I need some help decoding this perl script. $dummy is not initialized with anything throughout anywhere else in the script. What does the following line mean in the script? and why does it mean when the split function doesn't have any parameter?
($dummy, $class) = split;
The program is trying to check whether a statement is truth or lie using some statistical classification method. So lets say it calculates and give the following number to "truth-sity" and "falsity" then it checks whether the lie detector is correct or not.
# some code, some code...
$_ = "truth"
# more some code, some code ...
$Truthsity = 9999
$Falsity = 2134123
if ($Truthsity > $Falsity) {
$newClass = "truth";
} else {
$newClass = "lie";
}
($dummy, $class) = split;
if ($class eq $newClass) {
print "correct";
} elsif ($class eq "true") {
print "false neg";
} else {
print "false pos"
}
($dummy, $class) = split;
Split returns an array of values. The first is put into $dummy
, the second into $class
, and any further values are ignored. The first arg is likely named dummy because the author plans to ignore that value. A better option is to use undef to
ignore a returned entry: ( undef, $class ) = split;
Perldoc can show you how split functions. When called without arguments, split will operate against $_
and split on whitespace. $_
is the default variable in perl, think of it as an implied "it," as defined by context.
Using an implied $_ can make short code more concise, but it's poor form to use it inside larger blocks. You don't want the reader to get confused about which 'it' you want to work with.
split ; # split it
for (@list) { foo($_) } # look at each element of list, foo it.
@new = map { $_ + 2 } @list ;# look at each element of list,
# add 2 to it, put it in new list
while(<>){ foo($_)} # grab each line of input, foo it.
perldoc -f split
If EXPR is omitted, splits the $_ string. If PATTERN is also omitted, splits on whitespace (after skipping any leading whitespace).
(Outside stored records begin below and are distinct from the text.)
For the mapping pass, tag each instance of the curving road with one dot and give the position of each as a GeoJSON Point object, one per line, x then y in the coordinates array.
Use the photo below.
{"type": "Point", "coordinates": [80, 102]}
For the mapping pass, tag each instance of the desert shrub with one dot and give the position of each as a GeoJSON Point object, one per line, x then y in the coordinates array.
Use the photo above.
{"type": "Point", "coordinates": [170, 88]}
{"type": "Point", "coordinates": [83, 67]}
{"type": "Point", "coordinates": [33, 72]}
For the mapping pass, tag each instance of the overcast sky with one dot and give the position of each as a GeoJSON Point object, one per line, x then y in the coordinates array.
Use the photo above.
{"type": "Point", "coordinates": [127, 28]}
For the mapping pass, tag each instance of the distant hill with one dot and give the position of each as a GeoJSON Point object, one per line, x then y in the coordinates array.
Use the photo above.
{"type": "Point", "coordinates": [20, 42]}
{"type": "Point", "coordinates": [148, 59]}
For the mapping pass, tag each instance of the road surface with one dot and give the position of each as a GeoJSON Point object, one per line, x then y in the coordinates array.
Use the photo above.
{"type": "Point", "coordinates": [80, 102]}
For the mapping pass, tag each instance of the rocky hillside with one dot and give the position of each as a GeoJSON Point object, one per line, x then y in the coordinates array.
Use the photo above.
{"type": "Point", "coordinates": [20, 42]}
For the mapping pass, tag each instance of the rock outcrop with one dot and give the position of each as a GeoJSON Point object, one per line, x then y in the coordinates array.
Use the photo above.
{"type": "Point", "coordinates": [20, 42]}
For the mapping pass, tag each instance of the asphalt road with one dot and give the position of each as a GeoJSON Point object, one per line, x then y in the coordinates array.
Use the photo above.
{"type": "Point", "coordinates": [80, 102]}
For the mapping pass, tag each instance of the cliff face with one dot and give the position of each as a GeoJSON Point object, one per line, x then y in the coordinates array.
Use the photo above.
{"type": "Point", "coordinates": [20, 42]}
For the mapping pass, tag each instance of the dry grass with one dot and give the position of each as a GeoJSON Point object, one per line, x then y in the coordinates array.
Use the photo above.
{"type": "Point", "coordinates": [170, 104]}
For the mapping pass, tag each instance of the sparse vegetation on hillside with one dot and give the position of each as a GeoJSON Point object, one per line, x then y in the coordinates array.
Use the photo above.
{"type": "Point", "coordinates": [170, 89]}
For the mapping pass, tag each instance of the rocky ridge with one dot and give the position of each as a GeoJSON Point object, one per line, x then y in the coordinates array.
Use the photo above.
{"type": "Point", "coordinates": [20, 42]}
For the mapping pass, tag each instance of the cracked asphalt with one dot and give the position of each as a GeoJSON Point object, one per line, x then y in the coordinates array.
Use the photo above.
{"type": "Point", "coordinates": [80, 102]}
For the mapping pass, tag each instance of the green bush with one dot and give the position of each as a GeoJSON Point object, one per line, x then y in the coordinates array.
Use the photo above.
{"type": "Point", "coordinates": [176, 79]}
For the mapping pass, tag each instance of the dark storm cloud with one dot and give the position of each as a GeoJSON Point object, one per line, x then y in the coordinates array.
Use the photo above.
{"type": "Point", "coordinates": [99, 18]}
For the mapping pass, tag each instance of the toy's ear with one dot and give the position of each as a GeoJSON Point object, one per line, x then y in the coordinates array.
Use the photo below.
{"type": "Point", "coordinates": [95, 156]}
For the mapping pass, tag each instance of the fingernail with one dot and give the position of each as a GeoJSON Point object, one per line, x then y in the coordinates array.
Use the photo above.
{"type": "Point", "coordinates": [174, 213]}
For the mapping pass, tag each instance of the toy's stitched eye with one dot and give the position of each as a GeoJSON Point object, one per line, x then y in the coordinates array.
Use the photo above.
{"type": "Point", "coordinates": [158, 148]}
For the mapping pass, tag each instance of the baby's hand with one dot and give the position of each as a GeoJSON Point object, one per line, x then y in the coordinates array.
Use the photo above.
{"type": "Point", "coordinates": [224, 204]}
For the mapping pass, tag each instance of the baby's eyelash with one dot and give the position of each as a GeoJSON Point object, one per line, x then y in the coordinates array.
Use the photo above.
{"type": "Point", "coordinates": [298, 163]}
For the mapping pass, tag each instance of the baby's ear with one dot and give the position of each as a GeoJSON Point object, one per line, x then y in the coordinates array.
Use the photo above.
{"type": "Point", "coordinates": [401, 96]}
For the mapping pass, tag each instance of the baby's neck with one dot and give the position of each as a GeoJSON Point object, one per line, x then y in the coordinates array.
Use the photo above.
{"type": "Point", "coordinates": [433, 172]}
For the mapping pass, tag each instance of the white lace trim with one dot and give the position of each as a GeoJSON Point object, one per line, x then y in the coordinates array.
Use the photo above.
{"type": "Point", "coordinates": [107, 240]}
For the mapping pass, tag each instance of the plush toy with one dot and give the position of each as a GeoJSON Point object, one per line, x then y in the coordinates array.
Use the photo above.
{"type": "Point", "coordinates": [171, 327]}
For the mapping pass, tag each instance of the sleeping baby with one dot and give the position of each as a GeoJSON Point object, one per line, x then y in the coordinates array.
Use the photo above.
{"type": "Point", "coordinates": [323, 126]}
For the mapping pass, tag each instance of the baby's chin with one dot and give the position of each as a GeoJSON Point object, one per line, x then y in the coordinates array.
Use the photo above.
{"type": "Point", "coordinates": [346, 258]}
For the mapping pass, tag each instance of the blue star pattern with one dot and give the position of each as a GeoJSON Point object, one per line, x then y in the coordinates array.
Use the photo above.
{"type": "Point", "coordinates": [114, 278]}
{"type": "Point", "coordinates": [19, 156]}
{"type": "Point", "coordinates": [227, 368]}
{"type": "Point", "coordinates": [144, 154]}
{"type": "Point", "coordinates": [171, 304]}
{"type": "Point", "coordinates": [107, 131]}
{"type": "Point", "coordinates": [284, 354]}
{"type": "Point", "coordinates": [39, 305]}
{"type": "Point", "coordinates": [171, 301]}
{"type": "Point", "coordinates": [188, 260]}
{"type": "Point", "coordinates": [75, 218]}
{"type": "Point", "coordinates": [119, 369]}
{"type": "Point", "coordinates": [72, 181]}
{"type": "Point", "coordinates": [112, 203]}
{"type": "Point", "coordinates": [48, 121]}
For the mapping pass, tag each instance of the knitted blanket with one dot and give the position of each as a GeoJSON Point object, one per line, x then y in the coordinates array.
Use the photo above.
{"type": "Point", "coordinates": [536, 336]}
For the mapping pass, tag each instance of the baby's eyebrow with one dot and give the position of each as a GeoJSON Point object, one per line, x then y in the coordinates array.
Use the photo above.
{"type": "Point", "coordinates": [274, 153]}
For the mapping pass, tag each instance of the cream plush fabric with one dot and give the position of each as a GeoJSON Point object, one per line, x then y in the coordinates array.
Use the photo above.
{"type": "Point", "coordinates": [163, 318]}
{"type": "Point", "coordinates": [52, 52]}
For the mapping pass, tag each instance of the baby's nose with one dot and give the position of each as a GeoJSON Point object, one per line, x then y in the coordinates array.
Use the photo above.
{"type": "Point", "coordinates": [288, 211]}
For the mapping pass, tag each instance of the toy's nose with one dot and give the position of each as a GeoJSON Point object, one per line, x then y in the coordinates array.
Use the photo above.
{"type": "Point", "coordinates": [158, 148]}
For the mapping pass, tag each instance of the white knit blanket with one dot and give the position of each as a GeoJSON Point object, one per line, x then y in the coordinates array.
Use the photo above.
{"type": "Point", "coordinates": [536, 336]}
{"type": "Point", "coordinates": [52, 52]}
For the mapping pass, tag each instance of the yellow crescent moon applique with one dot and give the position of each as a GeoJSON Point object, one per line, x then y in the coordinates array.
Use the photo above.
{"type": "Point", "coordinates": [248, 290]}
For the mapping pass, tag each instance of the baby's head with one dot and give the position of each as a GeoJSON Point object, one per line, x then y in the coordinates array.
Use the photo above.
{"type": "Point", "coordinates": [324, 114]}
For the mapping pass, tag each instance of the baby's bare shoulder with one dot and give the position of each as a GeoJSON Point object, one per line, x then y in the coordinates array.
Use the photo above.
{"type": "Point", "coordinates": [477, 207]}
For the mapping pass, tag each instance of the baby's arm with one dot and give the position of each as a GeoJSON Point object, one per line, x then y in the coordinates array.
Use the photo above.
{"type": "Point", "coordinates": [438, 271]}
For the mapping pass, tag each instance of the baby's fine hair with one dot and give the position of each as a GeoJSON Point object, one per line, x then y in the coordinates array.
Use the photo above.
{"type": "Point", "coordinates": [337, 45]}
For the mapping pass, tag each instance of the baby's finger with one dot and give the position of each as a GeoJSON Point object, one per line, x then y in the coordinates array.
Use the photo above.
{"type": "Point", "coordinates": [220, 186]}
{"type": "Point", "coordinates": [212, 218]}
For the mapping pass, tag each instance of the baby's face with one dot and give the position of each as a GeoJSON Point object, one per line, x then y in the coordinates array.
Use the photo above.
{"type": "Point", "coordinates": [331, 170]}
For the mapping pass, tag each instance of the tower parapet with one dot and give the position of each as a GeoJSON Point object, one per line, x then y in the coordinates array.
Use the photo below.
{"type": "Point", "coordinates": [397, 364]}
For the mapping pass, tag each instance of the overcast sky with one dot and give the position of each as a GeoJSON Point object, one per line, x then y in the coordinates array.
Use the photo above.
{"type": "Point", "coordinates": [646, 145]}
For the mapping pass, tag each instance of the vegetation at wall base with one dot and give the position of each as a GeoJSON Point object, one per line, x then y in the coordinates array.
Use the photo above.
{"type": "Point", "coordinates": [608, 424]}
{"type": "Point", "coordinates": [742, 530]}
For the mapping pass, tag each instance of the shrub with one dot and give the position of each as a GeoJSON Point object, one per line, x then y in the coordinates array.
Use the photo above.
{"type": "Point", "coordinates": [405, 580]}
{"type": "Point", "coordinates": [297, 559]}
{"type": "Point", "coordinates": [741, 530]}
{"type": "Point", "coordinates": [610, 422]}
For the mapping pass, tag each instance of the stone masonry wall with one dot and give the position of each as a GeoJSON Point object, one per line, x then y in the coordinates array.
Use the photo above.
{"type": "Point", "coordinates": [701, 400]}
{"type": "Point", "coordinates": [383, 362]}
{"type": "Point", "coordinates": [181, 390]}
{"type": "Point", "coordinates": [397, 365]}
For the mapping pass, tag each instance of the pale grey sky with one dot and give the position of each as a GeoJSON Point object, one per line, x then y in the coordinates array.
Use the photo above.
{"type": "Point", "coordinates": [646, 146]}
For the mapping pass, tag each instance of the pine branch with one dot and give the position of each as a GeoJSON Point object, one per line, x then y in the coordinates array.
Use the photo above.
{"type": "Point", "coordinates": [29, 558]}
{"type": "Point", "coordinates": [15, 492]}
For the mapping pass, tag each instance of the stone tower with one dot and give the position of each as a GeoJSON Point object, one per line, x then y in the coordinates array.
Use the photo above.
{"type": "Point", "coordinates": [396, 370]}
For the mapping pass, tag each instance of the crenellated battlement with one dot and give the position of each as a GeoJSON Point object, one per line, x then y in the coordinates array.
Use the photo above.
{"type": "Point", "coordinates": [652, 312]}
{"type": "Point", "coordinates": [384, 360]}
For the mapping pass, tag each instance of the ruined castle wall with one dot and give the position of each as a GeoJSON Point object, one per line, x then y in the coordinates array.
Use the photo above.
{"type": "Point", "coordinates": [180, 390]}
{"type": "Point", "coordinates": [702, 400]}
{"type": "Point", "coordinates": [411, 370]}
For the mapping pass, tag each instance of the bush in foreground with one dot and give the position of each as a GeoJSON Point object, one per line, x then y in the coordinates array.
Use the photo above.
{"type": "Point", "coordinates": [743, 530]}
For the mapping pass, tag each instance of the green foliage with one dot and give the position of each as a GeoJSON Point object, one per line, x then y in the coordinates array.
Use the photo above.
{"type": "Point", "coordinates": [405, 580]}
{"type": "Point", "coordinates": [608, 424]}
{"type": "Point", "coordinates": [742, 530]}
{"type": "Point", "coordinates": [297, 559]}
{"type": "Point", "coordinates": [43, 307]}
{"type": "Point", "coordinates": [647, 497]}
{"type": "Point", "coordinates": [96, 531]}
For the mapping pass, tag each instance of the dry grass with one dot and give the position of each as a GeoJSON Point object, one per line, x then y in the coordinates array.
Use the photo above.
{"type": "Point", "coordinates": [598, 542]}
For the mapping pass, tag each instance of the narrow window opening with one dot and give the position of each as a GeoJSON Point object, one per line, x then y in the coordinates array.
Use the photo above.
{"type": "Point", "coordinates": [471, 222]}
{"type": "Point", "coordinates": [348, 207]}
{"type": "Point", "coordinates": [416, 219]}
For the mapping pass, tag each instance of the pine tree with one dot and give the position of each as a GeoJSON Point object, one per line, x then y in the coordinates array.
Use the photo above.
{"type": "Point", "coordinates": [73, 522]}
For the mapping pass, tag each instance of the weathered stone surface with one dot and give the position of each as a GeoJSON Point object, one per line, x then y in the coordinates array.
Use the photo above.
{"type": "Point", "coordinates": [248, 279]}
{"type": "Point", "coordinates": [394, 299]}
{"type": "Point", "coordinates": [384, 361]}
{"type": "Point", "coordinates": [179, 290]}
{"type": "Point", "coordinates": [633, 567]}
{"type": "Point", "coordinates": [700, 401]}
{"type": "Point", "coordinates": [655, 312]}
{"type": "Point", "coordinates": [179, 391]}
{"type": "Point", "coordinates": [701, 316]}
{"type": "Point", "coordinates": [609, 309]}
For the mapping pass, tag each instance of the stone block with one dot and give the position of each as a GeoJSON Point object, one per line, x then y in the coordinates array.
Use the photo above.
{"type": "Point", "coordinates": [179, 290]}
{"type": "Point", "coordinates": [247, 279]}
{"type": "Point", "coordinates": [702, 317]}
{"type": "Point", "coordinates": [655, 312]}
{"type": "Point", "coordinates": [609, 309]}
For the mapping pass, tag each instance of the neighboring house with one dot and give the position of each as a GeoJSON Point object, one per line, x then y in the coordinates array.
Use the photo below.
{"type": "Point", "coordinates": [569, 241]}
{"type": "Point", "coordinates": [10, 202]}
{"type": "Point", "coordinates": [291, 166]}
Anything matching PATTERN is taken to be a delimiter separating the fields. (Note that the delimiter may be longer than one character.)
I'm a big fan of the ternary operator ? :
for setting string values and of pushing logic into blocks and subroutines.
my $Truthsity = 9999
my $Falsity = 2134123
print test_truthsity( $Truthsity, $Falsity, $_ );
sub test_truthsity {
my ($truthsity, $falsity, $line ) = @_;
my $newClass = $truthsity > $falsity ? 'truth' : 'lie';
my (undef, $class) = split /\s+/, $line ;
my $output = $class eq $newClass ? 'correct'
: $class eq 'true' ? 'false neg'
: 'false pos';
return $output;
}
There may be a subtle bug in this version. split
with no args is not the exactly the same as split(/\s+/, $_)
, they behave differently if the line starts with spaces. In fully qualified split, blank leading fields are returned. split
with no args drops the leading spaces.
$_ = " ab cd";
my @a = split # @a contains ( 'ab', 'cd' );
my @b = split /\s+/, $_; # @b contains ( '', 'ab', 'cd')